Over the past few weeks we’ve seen a lot of stories hitting the mainstream news cycle shedding light on some of the abhorrent aspects of the US migrant detention centers and the current wave of human rights atrocities happening at the hands of Customs and Border Patrol (CBP) and Immigration and Customs Enforcement (ICE). From the revelation about ICE officials now no longer officially keeping track of how many detainees die in US custody, to the fact migrants will now be housed in concentration camps formally used to intern Japanese-Americans during World War II – and Indigenous peoples back in the 18th century.

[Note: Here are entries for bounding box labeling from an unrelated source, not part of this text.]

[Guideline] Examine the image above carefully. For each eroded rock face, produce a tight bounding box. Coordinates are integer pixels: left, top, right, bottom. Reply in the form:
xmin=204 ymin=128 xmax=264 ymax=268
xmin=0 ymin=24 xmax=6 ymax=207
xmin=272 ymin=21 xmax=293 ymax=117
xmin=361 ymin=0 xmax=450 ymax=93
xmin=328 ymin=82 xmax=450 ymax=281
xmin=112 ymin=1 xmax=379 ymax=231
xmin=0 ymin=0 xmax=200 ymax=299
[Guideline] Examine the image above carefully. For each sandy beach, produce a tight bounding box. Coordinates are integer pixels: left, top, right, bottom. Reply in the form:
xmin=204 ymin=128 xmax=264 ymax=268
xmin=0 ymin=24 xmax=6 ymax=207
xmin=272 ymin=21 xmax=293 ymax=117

The images and details of men, women, and children becoming ill – some dying in custody, mothers begging for water and medicine, all topped with the video of Justice Department lawyer Sarah Fabian arguing against giving blankets, toothbrushes or soap to imprisoned children is – to put it mildly – devastating. But while we could do as so many others do and spend all of 10 seconds on the topic before we keep scrolling, we’re going to do a bit more. Hopefully this small example can help others see one way they can take the next step and take part in actively combating fascist horrors.
Before we get into the meat of article, let’s briefly address the recent commentary on the (correct) use of the term concentration camp in describing migrant detention centers. Even though some news outlets have correctly used the label, the cacophonous hand-wringing responses can’t bring themselves to acknowledge reality. To that, we’d like to share an aptly put take on this topic from Black Rose Anarchist Federation, recently posted on IGD. We’d like to recommend the entirety of that article linked here:
“The actual term “concentration camp” comes directly out of European colonialism in the Americas with the term first used by the Spanish colonizers of Cuba in 1897. Overseeing Spanish colonialism in Cuba and the Philippines was General Valeriano Weyler who first applied the term (reconcentrados) to his tactic of containing anti-Spanish insurgents in Cuba. While he gave the practice a name, he was not the first to use the tactic. He learned the tactic from studying US genocider General William Tecumseh Sherman’s campaigns against the Indigenous peoples of the Great Plains. The term itself is, therefore, directly connected to the United States’ own history of ethnic cleansing and “frontier” control.”